Deutsche Debattenkultur:Der Internetschnupfen grassiert

Margarete Stokowski wollte nicht in einer Münchner Buchhandlung lesen, Uwe Tellkamp beklagt einen "Gesinnungskorridor": Das beleidigte Ich wird zum Mittelpunkt des Kosmos.

Kommentar von Matthias Drobinski

Ist Deutschland eine Meinungsdiktatur, weil ein paar hundert Kulturschaffende erklären, dass sie die rechte Identitäre Bewegung, die AfD und Pegida für schrecklich und schädlich halten? Oder weil eine Autorin sich weigert, in einer Buchhandlung zu lesen, in der auch rechte Bücher verkauft werden? Die Debatten, die da gerade in die Höhe gejazzt werden, zeigen ziemlich gut das Problem politischer und kultureller Debatten im Socialmedia-Zeitalter: Die Nebensache wird zur Hauptsache, das Periphere zum Zentrum, das beleidigte und beleidigbare Ich zum Mittelpunkt des Kosmos. Manchmal zeigt sich ja wirklich im Kleinen das Große und im Detail das Ganze. Manchmal hilft aber auch die Erkenntnis: Das Kleine ist klein und das Detail ein Detail.

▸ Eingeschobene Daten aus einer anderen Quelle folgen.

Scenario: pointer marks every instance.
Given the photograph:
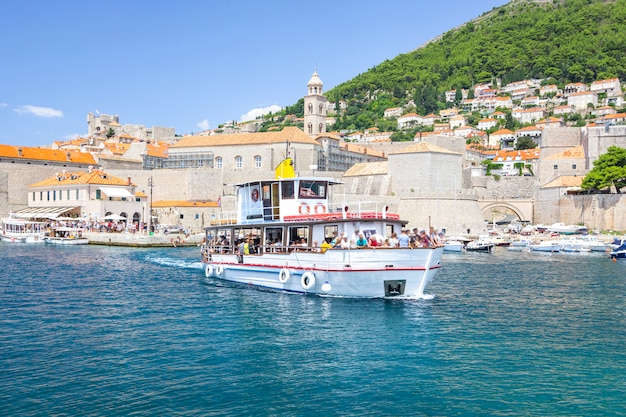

Die Kolumnistin und Schriftstellerin Margarete Stokowski also wollte nicht in der Münchner Buchhandlung Lehmkuhl lesen, weil dort auch Thilo Sarrazins Werke und Bücher eines rechten Verlages verkauft werden. Man kann das mit guten Gründen für unterkomplex gedacht und für falsch halten, gar für gefährlich, wenn daraus der allgemeine Anspruch abgeleitet würde, kein Buchladen dürfte mehr strittige und ärgerliche Bücher verkaufen dürfen. Stokowski hat diesen Anspruch aber gar nicht erhoben, sie hat für sich eine Entscheidung getroffen - so what? Dann muss und wird sie eben woanders lesen. Doch was passiert? Ein Pro und Kontra in der Zeit, ein Welt-Reporter macht sich auf die Reise zum Buchladen des Anstoßes, alle Zeitungen schreiben, alle Sender senden, ein Twittergewitter erhebt die Autorin zur tapferen Kämpferin gegen Rechts oder eben zur linksautoritären Bücherverbrennerin. Gibt es sonst keine Sorgen auf der Welt?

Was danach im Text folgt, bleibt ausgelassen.